While at the same time Daredevil keeps The Fists attention on him so Blindspot can get the followers to safety. Blindspot leads the followers to an underground bunker where he hopes they'll be safe from The Fist. Before he can go help Daredevil; Lu Wei and the rest of Tenfingers men try to get past him to kill the followers at Tenfingers command. But Blindspot refuses, ready to fight them if he has to; while Daredevil battles The Fist, Blindspot fights his mother and Tenfingers forces. Meanwhile Tenfingers tries to pack up his things and escape to start anew somewhere else; but before he can' a mysterious voice startles him and takes him by surprise. Back at the center of the Temple Daredevil continues battling The Fist, and knowing it's not really alive' doesn't hold back and straggles it to death. After that Daredevil rushes to Tenfingers room to stop him from escaping, but finds Tenfingers murdered and his body gruesomely repositioned to look like a Hand. Showing that another agent of The Hand had gotten to him and killed him just in case The Fist failed.
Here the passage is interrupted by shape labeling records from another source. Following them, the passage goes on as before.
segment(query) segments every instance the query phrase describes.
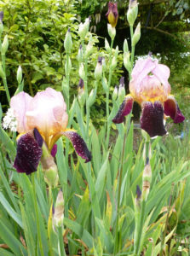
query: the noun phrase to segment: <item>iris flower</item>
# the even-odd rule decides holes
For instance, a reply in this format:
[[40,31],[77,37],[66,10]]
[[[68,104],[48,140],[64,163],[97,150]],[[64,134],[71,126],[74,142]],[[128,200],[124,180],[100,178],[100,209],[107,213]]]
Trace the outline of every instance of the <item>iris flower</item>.
[[112,27],[115,27],[118,23],[118,11],[117,3],[113,3],[112,2],[108,3],[108,11],[106,14],[109,23]]
[[170,95],[170,68],[167,66],[147,57],[136,61],[131,76],[130,94],[112,119],[115,124],[124,120],[124,116],[132,110],[134,101],[141,106],[141,127],[150,137],[166,134],[164,117],[170,116],[176,124],[184,121],[176,99]]
[[43,143],[55,157],[55,143],[62,135],[71,140],[78,155],[90,161],[91,154],[84,141],[74,130],[66,129],[68,115],[60,92],[47,88],[32,97],[22,91],[11,98],[10,107],[20,133],[14,163],[18,172],[30,174],[37,171]]

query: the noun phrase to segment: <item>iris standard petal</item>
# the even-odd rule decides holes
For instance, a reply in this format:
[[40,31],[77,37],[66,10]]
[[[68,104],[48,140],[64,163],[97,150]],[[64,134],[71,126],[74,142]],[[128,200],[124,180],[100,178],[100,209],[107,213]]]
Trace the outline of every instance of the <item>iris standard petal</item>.
[[85,163],[91,160],[91,153],[88,149],[83,139],[76,131],[72,130],[66,130],[61,133],[70,139],[77,154],[86,160]]
[[178,104],[174,96],[170,96],[166,102],[164,102],[164,114],[170,116],[175,124],[181,123],[185,117],[181,113]]
[[164,125],[164,109],[160,102],[144,102],[141,104],[141,127],[150,137],[166,134]]
[[124,120],[124,117],[128,115],[133,108],[133,97],[130,95],[125,96],[124,102],[119,107],[118,112],[112,119],[115,124],[121,124]]
[[14,167],[18,172],[31,174],[37,171],[42,156],[42,148],[32,131],[21,135],[17,142],[17,154]]

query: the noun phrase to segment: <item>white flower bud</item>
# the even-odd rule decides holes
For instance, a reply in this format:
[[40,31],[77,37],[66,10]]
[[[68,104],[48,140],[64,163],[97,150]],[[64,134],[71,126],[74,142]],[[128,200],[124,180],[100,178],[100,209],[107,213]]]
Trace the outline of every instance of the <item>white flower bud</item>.
[[9,40],[8,40],[8,36],[6,35],[4,37],[3,42],[2,44],[2,54],[5,55],[6,51],[8,50],[8,47],[9,47]]
[[130,3],[129,5],[129,9],[127,12],[127,20],[130,24],[130,26],[133,26],[134,22],[136,20],[138,15],[138,3],[137,1],[133,1],[133,3]]
[[83,63],[80,63],[78,73],[79,73],[79,77],[83,80],[84,80],[84,79],[85,79],[85,70],[84,70]]
[[102,57],[98,57],[98,62],[95,69],[95,78],[100,80],[102,77]]
[[82,47],[82,44],[80,45],[78,52],[78,61],[79,63],[83,61],[83,47]]
[[89,38],[89,44],[87,44],[86,47],[86,51],[85,51],[85,58],[88,58],[93,52],[93,40],[92,40],[92,35]]
[[17,69],[16,79],[18,84],[20,84],[22,81],[22,68],[20,66],[19,66],[19,68]]
[[139,22],[135,30],[135,33],[132,38],[132,45],[135,46],[141,38],[141,23]]
[[68,29],[67,32],[66,33],[66,38],[64,41],[64,48],[66,49],[66,53],[69,54],[71,52],[72,47],[72,36],[71,36],[70,29]]
[[107,31],[108,31],[108,34],[110,36],[110,38],[112,38],[112,40],[113,40],[116,36],[115,27],[112,27],[112,25],[108,23],[107,24]]

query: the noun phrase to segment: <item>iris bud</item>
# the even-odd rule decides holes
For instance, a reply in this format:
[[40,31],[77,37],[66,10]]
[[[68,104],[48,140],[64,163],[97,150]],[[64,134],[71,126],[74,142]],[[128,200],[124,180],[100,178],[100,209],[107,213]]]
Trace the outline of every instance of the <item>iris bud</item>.
[[133,26],[138,15],[138,3],[136,0],[130,0],[129,9],[127,12],[127,20],[130,26]]
[[22,68],[20,66],[19,66],[19,68],[17,69],[16,79],[17,79],[18,84],[20,84],[22,81]]
[[132,38],[132,45],[135,46],[141,38],[141,23],[139,22],[135,30],[135,33]]
[[114,90],[112,92],[112,101],[116,101],[118,94],[118,86],[115,86]]
[[112,38],[112,40],[113,40],[116,36],[115,27],[112,27],[110,24],[107,24],[107,31],[110,38]]
[[95,69],[95,78],[96,80],[100,80],[102,77],[102,57],[98,57],[98,62]]
[[130,51],[124,53],[124,64],[128,72],[131,70],[130,53]]
[[69,54],[71,52],[72,47],[72,36],[71,36],[70,29],[68,29],[67,32],[66,33],[66,38],[64,41],[64,48],[66,49],[66,54]]
[[128,51],[129,51],[129,47],[128,47],[127,39],[124,39],[124,52],[128,52]]
[[83,80],[84,80],[84,79],[85,79],[85,71],[84,71],[84,67],[83,67],[83,63],[80,64],[78,73],[79,73],[79,77],[80,77]]
[[107,38],[105,38],[105,49],[108,53],[110,53],[111,48],[110,48],[109,43],[107,42]]
[[9,40],[8,40],[8,36],[6,35],[4,37],[3,42],[2,44],[2,54],[5,55],[6,51],[8,50],[8,47],[9,47]]

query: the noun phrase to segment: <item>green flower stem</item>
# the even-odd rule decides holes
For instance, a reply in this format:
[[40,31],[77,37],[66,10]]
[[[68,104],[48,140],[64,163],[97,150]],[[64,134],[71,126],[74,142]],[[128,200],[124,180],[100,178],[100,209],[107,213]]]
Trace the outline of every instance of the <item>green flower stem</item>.
[[[108,90],[107,91],[107,120],[108,120],[108,117],[109,117],[109,90],[110,90],[110,85],[111,85],[111,81],[112,81],[112,70],[111,68],[111,63],[112,63],[112,51],[113,42],[114,42],[114,39],[112,39],[110,53],[109,53],[109,77],[108,77],[108,83],[107,83]],[[110,128],[111,128],[111,124],[107,121],[107,141],[106,141],[106,148],[107,148],[109,146]]]
[[2,54],[2,67],[3,67],[3,73],[4,73],[4,75],[3,77],[3,82],[4,84],[7,99],[9,103],[10,102],[10,94],[9,94],[9,91],[8,89],[7,78],[6,78],[6,73],[5,73],[6,72],[6,70],[5,70],[5,67],[6,67],[5,66],[5,55],[3,55],[3,54]]
[[126,137],[127,137],[126,127],[127,127],[127,125],[125,125],[125,129],[124,129],[125,132],[124,132],[123,149],[122,149],[121,166],[120,166],[119,174],[118,174],[118,192],[117,218],[116,218],[116,228],[115,228],[114,255],[116,255],[120,250],[119,234],[118,234],[118,217],[119,217],[118,212],[119,212],[119,207],[120,207],[120,195],[121,195],[124,148],[125,148],[125,141],[126,141]]
[[[145,165],[147,162],[147,160],[149,157],[149,147],[150,147],[150,140],[146,139],[145,142]],[[134,237],[134,254],[135,255],[140,255],[141,252],[141,234],[142,234],[142,230],[143,230],[143,225],[144,225],[144,219],[145,219],[145,212],[146,212],[146,203],[147,203],[147,199],[144,195],[146,193],[142,189],[142,201],[141,201],[141,214],[138,214],[138,219],[136,219],[136,230],[135,231],[135,237]]]
[[42,243],[42,237],[40,233],[40,227],[39,227],[39,214],[37,209],[37,195],[36,195],[36,184],[35,184],[35,173],[32,173],[32,183],[33,185],[33,199],[34,199],[34,208],[36,212],[36,218],[37,218],[37,231],[38,236],[38,242],[39,242],[39,250],[41,256],[44,256],[43,249],[43,243]]
[[130,63],[131,63],[131,70],[130,72],[130,79],[131,79],[131,73],[132,73],[132,69],[133,69],[134,56],[135,56],[135,45],[132,44],[132,38],[133,38],[133,26],[130,26],[130,41],[131,41]]
[[58,250],[59,250],[59,255],[60,256],[66,256],[65,247],[64,247],[64,242],[63,242],[63,231],[62,227],[60,227],[58,229]]

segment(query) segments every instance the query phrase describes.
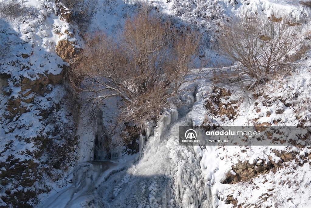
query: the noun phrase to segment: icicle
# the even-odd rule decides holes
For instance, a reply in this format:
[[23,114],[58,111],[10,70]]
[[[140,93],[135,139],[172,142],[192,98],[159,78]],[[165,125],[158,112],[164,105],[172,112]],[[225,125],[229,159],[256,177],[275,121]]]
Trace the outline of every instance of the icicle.
[[142,135],[140,134],[139,135],[139,156],[141,156],[142,153],[142,146],[145,144],[145,139]]

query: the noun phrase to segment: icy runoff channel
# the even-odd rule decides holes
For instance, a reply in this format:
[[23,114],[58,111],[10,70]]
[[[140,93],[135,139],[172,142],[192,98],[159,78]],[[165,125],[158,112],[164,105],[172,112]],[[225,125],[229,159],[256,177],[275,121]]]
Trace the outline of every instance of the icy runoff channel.
[[202,155],[196,149],[199,147],[178,145],[179,126],[187,124],[184,117],[163,131],[160,139],[151,137],[137,162],[134,155],[125,162],[81,164],[67,179],[70,185],[39,207],[211,206],[200,164]]

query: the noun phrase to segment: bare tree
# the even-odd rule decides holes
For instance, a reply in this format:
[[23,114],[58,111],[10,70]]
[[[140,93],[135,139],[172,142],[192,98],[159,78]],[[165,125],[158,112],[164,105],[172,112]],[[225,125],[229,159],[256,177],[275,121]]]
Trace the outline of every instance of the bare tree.
[[220,53],[234,63],[238,81],[251,86],[265,83],[292,61],[293,50],[303,40],[301,25],[284,13],[274,15],[267,18],[242,12],[222,27]]
[[61,1],[70,11],[67,20],[78,25],[80,34],[84,35],[98,11],[95,0],[63,0]]
[[145,121],[156,122],[197,66],[200,38],[163,19],[142,10],[126,21],[118,41],[100,31],[87,40],[71,79],[78,91],[87,92],[86,101],[120,97],[122,123],[141,129]]

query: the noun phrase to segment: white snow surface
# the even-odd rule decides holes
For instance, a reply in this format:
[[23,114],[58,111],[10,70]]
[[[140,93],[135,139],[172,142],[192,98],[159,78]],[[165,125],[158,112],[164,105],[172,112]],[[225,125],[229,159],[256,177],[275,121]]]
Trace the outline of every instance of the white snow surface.
[[[295,1],[248,0],[236,1],[237,4],[233,1],[204,1],[195,3],[190,1],[148,2],[165,14],[176,17],[177,26],[182,23],[200,27],[206,32],[205,40],[209,42],[215,41],[213,33],[217,29],[216,23],[222,22],[243,8],[269,15],[274,7],[284,9],[288,15],[297,18],[309,15],[310,12],[309,8],[303,7]],[[25,3],[27,7],[36,10],[34,12],[38,15],[35,19],[42,19],[42,22],[32,22],[32,19],[28,19],[27,17],[22,23],[19,20],[7,22],[1,19],[1,32],[4,34],[1,36],[1,46],[6,49],[8,55],[1,60],[1,73],[10,74],[12,78],[17,79],[16,81],[18,81],[19,79],[20,80],[22,76],[34,79],[38,73],[60,73],[62,70],[59,66],[65,63],[56,55],[53,46],[60,39],[69,38],[66,34],[61,37],[56,34],[58,32],[56,28],[61,28],[60,31],[65,34],[65,30],[69,30],[70,26],[55,15],[52,3],[30,1]],[[126,18],[132,15],[139,4],[137,1],[100,1],[100,10],[92,26],[93,29],[104,30],[109,35],[117,36]],[[217,12],[213,13],[212,11]],[[45,22],[46,23],[41,24]],[[73,41],[75,41],[77,40]],[[23,47],[24,45],[27,47]],[[12,62],[16,61],[16,57],[20,57],[24,53],[31,54],[33,50],[30,58],[19,59],[22,61],[16,63],[18,66],[31,63],[35,66],[31,67],[33,70],[30,71],[26,68],[16,70],[14,66],[17,65],[12,65]],[[221,58],[212,52],[211,54],[212,60]],[[234,207],[232,204],[227,204],[226,199],[229,196],[236,200],[238,206],[243,207],[258,205],[261,207],[310,207],[311,161],[309,159],[308,162],[304,162],[299,157],[309,153],[310,147],[182,146],[178,145],[178,138],[179,126],[200,125],[206,121],[221,125],[252,125],[265,122],[272,125],[296,125],[305,120],[305,125],[311,125],[311,109],[307,104],[311,100],[310,60],[309,52],[304,59],[296,63],[295,71],[284,79],[276,79],[268,83],[263,90],[262,95],[257,99],[254,99],[252,94],[230,89],[232,95],[230,98],[239,102],[238,113],[234,119],[229,120],[225,116],[211,115],[204,104],[214,86],[212,80],[209,77],[198,80],[195,83],[197,85],[196,91],[182,96],[182,99],[188,104],[186,108],[179,109],[178,112],[173,108],[168,109],[155,127],[153,135],[152,125],[150,125],[146,137],[148,139],[143,147],[140,147],[142,150],[140,157],[138,154],[119,154],[118,162],[90,161],[93,159],[95,130],[91,128],[85,130],[79,127],[77,132],[80,136],[79,146],[77,148],[79,151],[80,157],[77,156],[77,158],[79,164],[72,169],[67,177],[50,184],[52,190],[49,193],[38,195],[38,207],[195,208],[199,205],[201,207]],[[12,93],[18,96],[21,90],[14,87],[13,82],[10,84],[12,86],[9,87],[14,90]],[[61,99],[64,95],[62,87],[53,87],[49,96]],[[292,101],[293,104],[286,107],[283,103],[286,102],[281,102],[280,98],[285,101]],[[43,97],[38,96],[36,99],[38,106],[52,104]],[[271,103],[267,104],[270,101]],[[109,107],[113,108],[113,105]],[[260,111],[257,112],[256,108]],[[190,111],[187,114],[188,109]],[[283,113],[276,113],[280,109]],[[109,114],[114,109],[104,110],[104,113]],[[271,113],[269,117],[266,116],[268,111]],[[44,128],[36,115],[33,115],[35,113],[33,111],[23,114],[18,119],[20,124],[13,122],[2,128],[5,125],[2,123],[2,143],[5,140],[12,140],[13,147],[9,152],[5,151],[5,157],[2,157],[2,162],[10,155],[20,155],[22,160],[34,158],[21,153],[26,149],[35,151],[33,149],[35,148],[33,143],[13,139],[15,134],[32,138],[39,133],[45,133],[49,130],[48,128]],[[183,115],[178,118],[178,113]],[[60,111],[57,113],[60,114],[58,118],[64,120],[61,123],[70,123],[66,112]],[[275,123],[274,121],[277,120],[278,123]],[[103,125],[107,125],[108,128],[108,125],[112,125],[109,123],[108,120],[105,120]],[[25,126],[26,130],[22,128]],[[5,133],[16,127],[15,134]],[[2,152],[5,148],[1,145]],[[284,162],[282,167],[275,172],[270,171],[259,174],[248,181],[235,184],[223,183],[226,173],[235,174],[231,167],[239,162],[267,160],[270,156],[277,162],[280,158],[274,153],[274,150],[295,151],[298,152],[297,159]],[[2,191],[2,195],[3,193]],[[1,203],[2,206],[4,204],[2,200]]]

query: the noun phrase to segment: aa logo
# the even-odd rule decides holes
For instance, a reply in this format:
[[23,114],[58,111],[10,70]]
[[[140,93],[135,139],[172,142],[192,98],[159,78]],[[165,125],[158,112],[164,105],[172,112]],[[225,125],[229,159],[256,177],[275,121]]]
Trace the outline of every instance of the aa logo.
[[185,136],[186,139],[196,139],[197,132],[193,129],[188,129],[185,133]]

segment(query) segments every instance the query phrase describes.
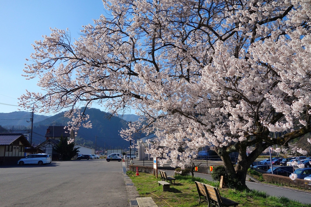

While back at the bunker' Blindspot with a damaged suit and invisibility gone, tries to keep Lu Wei and Tenfingers men from killing the followers despite his injuries. At that moment Lu Wei has a change of heart and kills Tenfingers men with swords behind their backs, saving Samuel. Samuel asks why' and she simply responds "Because I believed you. Next time I might not. Your mother is dead Samuel. Don't ever try to save me again". After that she soon departs.

The whole ordeal ends when cops and ambulances arrive to clear up the situation and help the followers who got hurt; while Daredevil & Blindspot stand on rooftop looking down and reminiscing about everything that just happened. Daredevil thinks about Blindspot telling him how he defended the followers from Tenfingers forces, but also knows from his powers that Blindspot left out the part about his mother Lu Wei getting away and him letting her go. Daredevil understands given his own history and decides not to bother him about it. Blindspot asks Daredevil "What now then? Are we done?", Daredevil responds "Done? My friend, there's no such thing. You think this is the last time Chinatown will need your help? No. This job doesn't end. That's the best thing about it". The End.

==Reception==

The storyline of "Chinatown" received positive reviews from critics.